Ashish Tripathi, un étudiant diplômé du laboratoire de Shpyrko, développé l'algorithme qui a servi de lentille du microscope à rayons X. Ça a marché, en principe, un peu comme le programme informatique qui a affiné les images initialement floues du télescope spatial Hubble, qui a été causée par une aberration sphérique dans le miroir du télescope avant que le télescope ne soit réparé dans l'espace. Un concept similaire est utilisé par les astronomes travaillant dans des télescopes au sol qui utilisent l'optique adaptative, miroirs mobiles contrôlés par ordinateurs, pour éliminer les distorsions de leurs images causées par la lumière scintillante des étoiles se déplaçant dans l'atmosphère.
Mais la technique développée par Tripathi était entièrement nouvelle. "Il y avait beaucoup de simulation impliquée dans le développement; c'était beaucoup de travail, " dit Chpyrko.
Pour tester la capacité de leur microscope à pénétrer et à résoudre les détails à l'échelle nanométrique, les physiciens ont réalisé un film stratifié composé des éléments gadolinium et fer. De tels films sont maintenant à l'étude dans l'industrie des technologies de l'information pour développer une plus grande capacité, plus petite, et une mémoire d'ordinateur et des lecteurs de disque plus rapides.
"Les deux sont des matériaux magnétiques et si vous les combinez dans une structure, il s'avère qu'ils forment spontanément des domaines magnétiques à l'échelle nanométrique, " Shpyrko. " En fait, ils s'assemblent eux-mêmes en bandes magnétiques. "
Sous le microscope à rayons X, le film en couches de gadolinium et de fer ressemble à un dessert de baklava qui se plisse magnétiquement pour former une série de domaines magnétiques, qui apparaissent comme les tourbillons répétés des crêtes des empreintes digitales. Être capable de résoudre ces domaines à l'échelle nanométrique pour la première fois est extrêmement important pour les ingénieurs informaticiens qui cherchent à entasser plus de données dans des disques durs de plus en plus petits.

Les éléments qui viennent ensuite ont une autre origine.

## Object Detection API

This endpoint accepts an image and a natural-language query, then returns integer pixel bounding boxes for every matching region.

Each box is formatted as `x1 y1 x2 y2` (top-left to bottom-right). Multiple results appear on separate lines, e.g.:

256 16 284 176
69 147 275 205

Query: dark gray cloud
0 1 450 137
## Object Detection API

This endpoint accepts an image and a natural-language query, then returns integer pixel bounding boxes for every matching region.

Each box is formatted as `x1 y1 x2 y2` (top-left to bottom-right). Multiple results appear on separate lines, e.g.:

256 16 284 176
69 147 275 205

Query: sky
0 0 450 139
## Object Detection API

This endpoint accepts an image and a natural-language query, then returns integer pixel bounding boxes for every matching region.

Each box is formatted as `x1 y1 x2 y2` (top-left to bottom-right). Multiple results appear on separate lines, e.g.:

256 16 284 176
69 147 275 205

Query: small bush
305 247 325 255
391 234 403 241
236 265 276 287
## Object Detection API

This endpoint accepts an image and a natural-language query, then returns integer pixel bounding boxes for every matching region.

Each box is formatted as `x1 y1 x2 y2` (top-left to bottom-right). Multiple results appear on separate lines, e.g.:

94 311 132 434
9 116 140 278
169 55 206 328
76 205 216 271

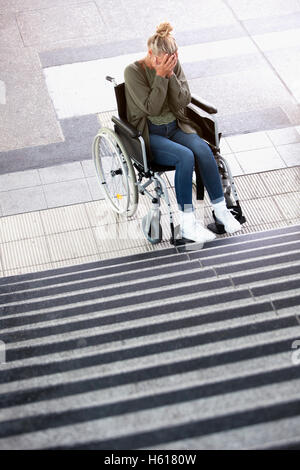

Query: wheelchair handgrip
192 95 218 114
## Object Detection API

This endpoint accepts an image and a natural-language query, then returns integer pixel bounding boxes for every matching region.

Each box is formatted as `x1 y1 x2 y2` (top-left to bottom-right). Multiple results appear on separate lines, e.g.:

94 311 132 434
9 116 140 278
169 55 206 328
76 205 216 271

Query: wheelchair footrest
207 204 246 235
170 225 200 246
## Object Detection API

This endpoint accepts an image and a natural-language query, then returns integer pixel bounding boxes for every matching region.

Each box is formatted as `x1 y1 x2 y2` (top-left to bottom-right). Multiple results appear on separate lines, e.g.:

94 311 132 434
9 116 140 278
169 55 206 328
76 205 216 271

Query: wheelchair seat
93 77 246 245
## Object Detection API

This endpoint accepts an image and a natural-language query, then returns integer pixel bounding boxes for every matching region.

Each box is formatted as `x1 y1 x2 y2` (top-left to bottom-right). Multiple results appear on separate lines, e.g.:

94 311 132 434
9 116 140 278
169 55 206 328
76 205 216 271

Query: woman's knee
176 147 195 169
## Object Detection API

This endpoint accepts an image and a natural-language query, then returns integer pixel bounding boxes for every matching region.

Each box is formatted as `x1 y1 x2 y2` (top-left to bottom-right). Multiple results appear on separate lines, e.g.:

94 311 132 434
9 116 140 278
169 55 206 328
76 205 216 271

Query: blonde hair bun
156 21 173 38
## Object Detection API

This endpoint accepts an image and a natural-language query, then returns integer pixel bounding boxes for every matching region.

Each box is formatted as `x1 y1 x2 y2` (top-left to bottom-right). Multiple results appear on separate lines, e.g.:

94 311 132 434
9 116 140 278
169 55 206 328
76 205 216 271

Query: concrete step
0 226 300 449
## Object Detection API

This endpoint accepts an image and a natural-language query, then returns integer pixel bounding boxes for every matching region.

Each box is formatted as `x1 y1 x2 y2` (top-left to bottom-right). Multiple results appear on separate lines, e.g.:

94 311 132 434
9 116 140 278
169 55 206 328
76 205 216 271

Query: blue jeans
147 119 224 210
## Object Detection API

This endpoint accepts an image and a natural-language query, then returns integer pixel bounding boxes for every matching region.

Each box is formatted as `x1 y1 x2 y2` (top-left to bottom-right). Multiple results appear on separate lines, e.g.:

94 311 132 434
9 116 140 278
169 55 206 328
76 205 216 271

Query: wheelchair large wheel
93 127 138 216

Comme les matériaux sont fabriqués avec des domaines magnétiques de plus en plus petits, ou des motifs d'empreintes digitales de plus en plus fins, plus de données peuvent être stockées dans un espace plus petit au sein d'un matériau. "La façon dont nous pouvons le faire est de réduire la taille des bits magnétiques, " a déclaré Shpyrko.
La technique devrait également trouver de nombreuses autres utilisations en dehors de l'ingénierie informatique.
"En réglant l'énergie des rayons X, nous pouvons également utiliser la technique pour examiner différents éléments dans les matériaux, ce qui est très important en chimie, " ajouta-t-il. " En biologie, il peut être utilisé pour imager les virus, cellules et différents types de tissus avec une résolution spatiale supérieure à la résolution disponible en utilisant la lumière visible. »
Les scientifiques ont utilisé la source avancée de photons, la source la plus brillante de rayons X cohérents de l'hémisphère occidental, au Argonne National Laboratory de l'Université de Chicago près de Chicago pour mener leur projet de recherche, qui a été financé par le département américain de l'Énergie. En plus de Tripathi, Shpyrko et Fullerton, professeur de génie électrique et informatique à l'UC San Diego, les autres co-auteurs de l'article incluent Jyoti Mohanty, étudiants diplômés en physique de l'UC San Diego, Sebastian Dietze et Erik Shipton ainsi que les physiciens Ian McNulty et SangSoo Kim au Laboratoire national d'Argonne.